Prediction of Bromate Removal in Drinking Water Using Artificial Neural Networks

Karadurmus E., Taskin N., Goz E., Yuceer M.

OZONE-SCIENCE & ENGINEERING, vol.41, no.2, pp.118-127, 2019 (SCI-Expanded) identifier identifier

  • Publication Type: Article / Article
  • Volume: 41 Issue: 2
  • Publication Date: 2019
  • Doi Number: 10.1080/01919512.2018.1510763
  • Journal Indexes: Science Citation Index Expanded (SCI-EXPANDED), Scopus
  • Page Numbers: pp.118-127
  • Keywords: Adsorption, artificial neural network (ANN), bromate removal, disinfection of drinking water, ozone, DISINFECTION BY-PRODUCTS, ECOLOGICAL STATUS, ACTIVATED CARBON, SURFACE-TENSION, RIVER, ION, PERFORMANCE, REDUCTION, OZONATION, QUALITY
  • Inonu University Affiliated: Yes


In treatment of natural water resources, bromide transforms into carcinogenic bromate, especially during the ozonation process.
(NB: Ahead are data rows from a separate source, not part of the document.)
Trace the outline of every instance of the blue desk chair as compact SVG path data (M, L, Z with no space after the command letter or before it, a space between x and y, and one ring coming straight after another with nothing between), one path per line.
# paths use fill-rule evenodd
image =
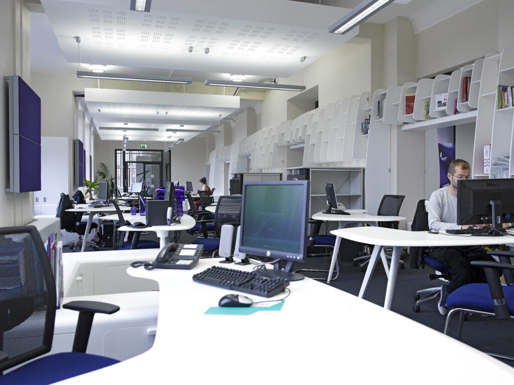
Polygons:
M446 306L449 309L445 325L445 334L448 334L450 320L454 314L458 314L459 322L457 339L462 335L462 326L466 313L494 317L499 320L514 318L514 265L510 263L510 257L514 253L507 251L491 251L497 255L501 262L474 261L472 266L482 266L485 271L487 283L470 283L452 291L446 299ZM506 285L501 284L501 272ZM490 356L514 361L514 357L488 353Z
M231 224L238 225L241 216L241 196L223 195L219 197L214 212L214 232L215 238L204 238L193 242L195 245L203 245L204 252L210 253L214 256L219 249L219 236L222 226ZM204 226L206 224L202 224Z
M34 226L0 229L0 262L1 374L50 352L57 298L46 251ZM85 353L95 314L112 314L118 306L75 301L63 307L79 311L72 352L31 361L0 376L0 384L53 383L119 362Z
M118 214L118 226L115 226L116 228L122 226L130 225L130 222L125 221L123 218L123 213L120 210L120 207L118 205L116 199L111 198L109 201L113 204L114 208L116 209L116 213ZM155 241L150 241L148 240L139 240L141 236L140 231L128 231L128 240L125 241L125 231L115 231L114 234L115 241L114 244L117 250L132 250L133 249L160 249L160 245L159 242Z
Adsorption was used in the experimental part of this study to remove this harmful compound from drinking water. For this purpose, technically, HCl-, NaOH-, and NH3-modified activated carbons were used. Scanning Electron Microscopy (SEM) and Brunauer-Emmett-Teller (BET) analyses were carried out within the characterization study. Moreover, the effects of diameters and heights of adsorption columns, flowrate, and particle size of adsorbent were investigated on the removal amounts of bromate. Optimum conditions were obtained from the experiments, and regional/real samples were collected and analyzed. After the experiments, an artificial neural network (ANN) was used to predict bromate removal percentage by using the observed data. Within this context, a feed-forward back-propagation ANN was chosen in this study. Additionally, the transfer function was selected as tangent sigmoid and 3 neurons were used in the hidden layer. Particle size and amount of the activated carbon, height and diameter of the column, volumetric flowrate, and initial concentration were selected as the input variables. Bromate removal percentage was selected as the output. It was found that the model an R value of 0.988, RMSE value of 3.47 and mean absolute percentage error (MAPE) of 5.19% in the test phase.